3. Results and Discussion

This section presents and discusses the preliminary results from the UPD and intelligent off-road vehicle localization tests. The UPD localization tests utilized both the GNSS and RSSI localization methods. Fifteen hundred events were recorded in the static and dynamic GNSS localization tests, and approximately 800 events were recorded in the RSSI localization tests. Of the 16,690 events that were recorded in five passes in the vehicle experiment, 610 were used to determine the level of accuracy. A greater amount of data was collected in this study than in previous studies [15,16]; however, this study was limited to a single manufacturer’s implementation of a RTK-GNSS system.

3.1. GNSS Localization

The results from the static tests are shown in Table 1. The columns represent the time that the user stayed in the same location and each row presents the data for a receiver. The values in the table are pairs of standard deviations calculated for the easting and northing coordinates. Because the coordinates are in the UTM format, all values are expressed in meters.

The data in Table 1 show the positioning accuracy obtained using the two GNSS modules. The UPD produced an accuracy of 8 cm easting, and 9 cm northing when the external DGNSS module was used for 1 min. The accuracy increased as more time was spent at a particular; e.g., the accuracy was 3 cm easting and 4 cm northing after 5 min. The best accuracy achieved with the internal GNSS receiver was 5 cm easting and 30 cm northing after 5 min. The DGNSS receiver was twice as accurate in the easting coordinate and approximately five times more accurate in the northing coordinate than the internal GNSS receiver.

Figure 6a and b present the number of occurrences within each position range measured using the internal GNSS receiver over a 5 min interval (300 samples) for the easting and northing coordinates. All sampled easting locations fall within a range of 60 cm, and approximately 60% of the measurements are within a 20 cm range (40–60 cm, see Figure 6a). All but one recorded that northing locations fall within a range of 200 cm, and approximately 75% of the measurements are within a 120 cm range (40–160 cm, see Figure 6b).

Figure 7a and b present the number of occurrences within each position range measured using the external DGNSS receiver over a 5 min interval (300 samples) for the easting and northing coordinates. All sampled easting locations fall within a range of 40 cm, and approximately 65% of the measurements are within a 20 cm range (20–40 cm, see Figure 7a). All the sampled values are within the first two intervals (compared to Figure 6a). The recorded northing locations fall within a range of 80 cm, and approximately 90% of the measurements are within 40 cm (300–340 cm, see Figure 7b).

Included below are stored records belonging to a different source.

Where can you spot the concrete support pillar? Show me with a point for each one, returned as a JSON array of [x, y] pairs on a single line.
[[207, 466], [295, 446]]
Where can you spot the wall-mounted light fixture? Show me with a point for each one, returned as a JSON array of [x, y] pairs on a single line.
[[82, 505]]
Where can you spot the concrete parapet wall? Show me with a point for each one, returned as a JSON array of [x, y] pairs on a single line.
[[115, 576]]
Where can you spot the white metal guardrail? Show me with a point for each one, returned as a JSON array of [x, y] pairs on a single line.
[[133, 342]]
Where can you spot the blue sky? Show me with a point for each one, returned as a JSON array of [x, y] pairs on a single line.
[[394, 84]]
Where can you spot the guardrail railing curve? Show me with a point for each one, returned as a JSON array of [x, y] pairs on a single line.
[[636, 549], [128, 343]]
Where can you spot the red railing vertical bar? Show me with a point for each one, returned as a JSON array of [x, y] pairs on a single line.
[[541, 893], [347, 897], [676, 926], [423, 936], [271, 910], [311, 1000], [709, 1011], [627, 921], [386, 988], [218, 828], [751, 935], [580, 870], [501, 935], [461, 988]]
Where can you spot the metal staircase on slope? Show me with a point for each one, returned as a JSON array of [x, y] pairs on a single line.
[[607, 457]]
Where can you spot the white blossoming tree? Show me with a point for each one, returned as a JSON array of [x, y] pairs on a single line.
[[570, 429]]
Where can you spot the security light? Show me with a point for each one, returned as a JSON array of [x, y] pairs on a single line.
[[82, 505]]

According to the results presented in Table 1 and Figures 6 and 7, both receivers had better easting than northing accuracy. This effect was greater when the internal GNSS receiver was used; the difference between the standard deviations of the easting and northing coordinates was greater than when the external DGNSS receiver was used. However, both receivers provided sub-meter accuracy in all tests. Additionally, there was no dependency between the positioning accuracy and the time spent at one location, or at least no dependency could be found using standard statistical measures, such as the standard deviation.

Figure 8 present the results from the second set of tests, in which the deviation between the straight line path and actual path was measured. The actual paths for both the internal GNSS and external DGNSS receivers are plotted. There are 22 locations in total, so it took 22 s to cover the 20 m distance between points A and B. The traverse began at the bottom left point and ended at the top right point (i.e., from southeast to northwest).

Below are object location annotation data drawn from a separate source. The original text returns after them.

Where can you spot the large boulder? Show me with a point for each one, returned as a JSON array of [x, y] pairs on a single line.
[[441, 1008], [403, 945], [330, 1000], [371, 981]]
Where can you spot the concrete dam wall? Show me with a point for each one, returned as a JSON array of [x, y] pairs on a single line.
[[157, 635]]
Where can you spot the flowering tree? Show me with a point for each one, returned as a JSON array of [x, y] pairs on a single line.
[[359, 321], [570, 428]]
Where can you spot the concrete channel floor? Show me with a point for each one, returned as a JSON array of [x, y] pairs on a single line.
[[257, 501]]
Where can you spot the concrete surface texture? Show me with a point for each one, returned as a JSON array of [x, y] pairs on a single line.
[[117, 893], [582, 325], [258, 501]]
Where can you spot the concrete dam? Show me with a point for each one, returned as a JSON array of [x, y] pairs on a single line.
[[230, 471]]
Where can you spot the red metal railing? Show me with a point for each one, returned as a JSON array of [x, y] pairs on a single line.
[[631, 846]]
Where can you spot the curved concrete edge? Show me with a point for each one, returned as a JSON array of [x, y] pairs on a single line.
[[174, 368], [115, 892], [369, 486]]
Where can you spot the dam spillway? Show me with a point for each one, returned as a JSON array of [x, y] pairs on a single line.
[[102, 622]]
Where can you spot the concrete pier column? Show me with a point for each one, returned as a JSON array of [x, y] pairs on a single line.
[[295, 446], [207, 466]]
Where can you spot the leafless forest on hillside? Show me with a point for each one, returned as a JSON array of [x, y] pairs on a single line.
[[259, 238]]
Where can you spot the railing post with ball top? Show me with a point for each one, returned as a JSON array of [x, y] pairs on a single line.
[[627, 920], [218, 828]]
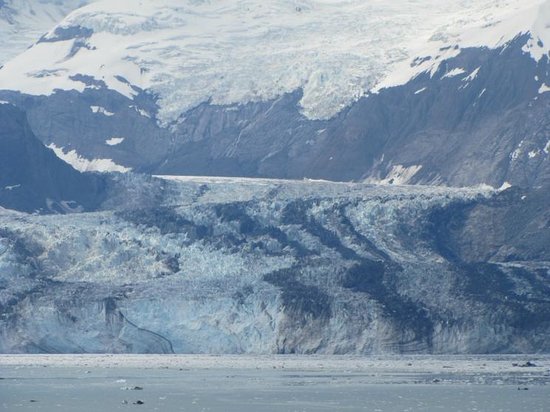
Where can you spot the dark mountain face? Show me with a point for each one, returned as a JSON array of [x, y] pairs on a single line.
[[479, 119], [32, 178]]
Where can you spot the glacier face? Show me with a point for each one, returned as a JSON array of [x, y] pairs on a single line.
[[221, 265], [192, 52]]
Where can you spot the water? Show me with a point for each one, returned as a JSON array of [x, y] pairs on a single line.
[[231, 383]]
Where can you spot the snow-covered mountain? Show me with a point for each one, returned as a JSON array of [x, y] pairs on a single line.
[[23, 22], [387, 91], [192, 52], [442, 93]]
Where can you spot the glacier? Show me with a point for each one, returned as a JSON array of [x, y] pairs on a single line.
[[23, 22], [191, 52], [228, 265]]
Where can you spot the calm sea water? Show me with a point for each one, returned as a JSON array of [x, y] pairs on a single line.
[[282, 384]]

The red line in Figure 8 represent the straight line path. The other two lines correspond to data from the selected receivers. The blue line, representing the external DGNSS receiver, does not greatly diverge from the straight line compared with the green line, representing the internal GNSS receiver. Moreover, one segment of the blue line—between 604,561 m and 604,557 m—overlaps with the straight line. However, there is no overlap between the straight line and the GNSS data.

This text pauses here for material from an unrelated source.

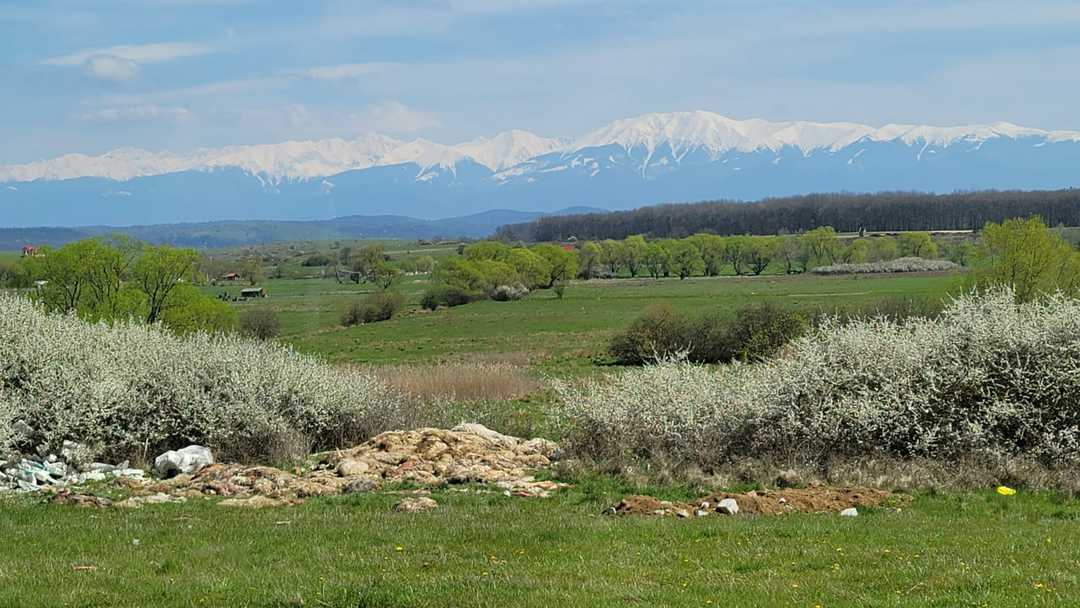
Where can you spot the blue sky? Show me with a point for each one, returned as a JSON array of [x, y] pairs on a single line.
[[177, 75]]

The results from Figure 8 are quantified in Table 2. The columns in Table 2 represent two receivers and correspond to the blue and green lines in Figure 8. Table 2 shows the average deviation from the straight line calculated from the set of 22 samples.

Table 2 complements Figure 8 and confirms that the blue line, representing the DGNSS receiver, is much closer to the ideal line (with a 21 cm mean deviation) than the green line, representing the GNSS receiver, which has a 119 cm deviation. Interestingly, the green line has a slope and direction that are similar to the ideal line but shifted by approximately 2 m.

3.2. RSSI Localization

The data collected from the channel modeling and RSSI localization tests are presented in this section.

3.2.1. Channel Modeling

The collected test data were statistically analyzed, and the averaged results from the five orientations are plotted in Figure 9 as a function of the distance of the UPD from the router. The blue dotted line in Figure 9 corresponds to the averaged values of all samples collected in the range tests described in Section 2.4.2. The red solid line corresponds to the adapted path loss model, which is based on the free space loss model described in [16].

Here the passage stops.